A Note from the Editor: Stock image has been used in this review.
I’ve owned this car for about a year and have traveled about 20,000km in that time. I am extremely pleased with the Mazda. It has proven to be reliable, very fuel efficient (although way off official figures as we all expect) and it even looks good, especially in Sonic Silver with the shadow chrome wheels!
I bought the car as a ‘daily’. I have another modified car that has spent a fair amount of time in the workshop, and I need to drive interstate from time to time for work, so I needed something quiet, fuel efficient, refined and reliable. I did not want any form of SUV, but was looking at all sorts of cars such as hatches, sportbacks, sedans and wagons.
One of my highest priorities was radar cruise, which was a pain to find in the Euro cars since it is more often than not an option. Trundling through Carsales trying to find that listed as an option is an extremely time-consuming experience. Thankfully, it was standard on the Atenza!
My budget was about $35K, and I was able to buy mine for around that money with less than 10,000km on the clock from a dealership that was only a year old and had the 10,000km service already done. I was prepared to go either petrol or diesel, however I preferred diesel because of its more stable prices and generally better consumption.
However, I did not want a rough, clattery truck-like engine, so it was imperative I test-drove the Mazda before purchase. It is extremely smooth for a diesel, although not as smooth as a lot of the new petrols out there. I have spent a small amount of time in a 2017 petrol Mazda 3 and can confirm that its engine does seem a little smoother and quieter, as expected, but it is only slight.

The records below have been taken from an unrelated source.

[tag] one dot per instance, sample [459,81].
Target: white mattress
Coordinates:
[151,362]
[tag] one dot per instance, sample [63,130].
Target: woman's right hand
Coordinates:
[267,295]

One of the highlights of this particular engine is its huge torque from just off idle, no doubt due to the ‘two-stage variable’ turbo set-up it employs. This turbo set-up appears to be a combination of a sequential and compound turbo set-up in that at low rpm, only the small turbo is in operation. At about 2000rpm, the second, larger turbo starts to spool up, but it is in series with the smaller turbo, meaning the air is now being compressed twice.
At higher rpm, the smaller turbo is phased out and only the larger turbo provides all boost. There is no dip in torque during any changeover, and it does seem to provide more boost at very low rpm (under 1500) compared to, say, a Passat that appears to have no boost under 1500rpm, then comes on boost suddenly at this point.
I really think this turbo set-up ought to be used on more diesel cars (and maybe even petrols?) as it is relatively inexpensive (using two single-scroll turbos), and I think it works better than a single VGT set-up. I have since found that quite a few Euro cars use this two-stage variable turbo set-up such as the BMW 335d/535d, Audi SQ5 or A7 Biturbo, Mercedes 2.1L TT diesel, to name a few.
The throttle control is very linear and boost response is almost immediate, unless pushing hard above 2000rpm where it does take a second or two for full boost to hit. However, this is essentially unimportant as the car isn’t meant to be pushed hard through the bends (it’s not a sports car!). Under normal driving conditions it almost feels like a large-capacity V6. Although it is redlined at 5500rpm, revving the engine much higher than 3500rpm is almost pointless as it still runs out of puff like most other diesels.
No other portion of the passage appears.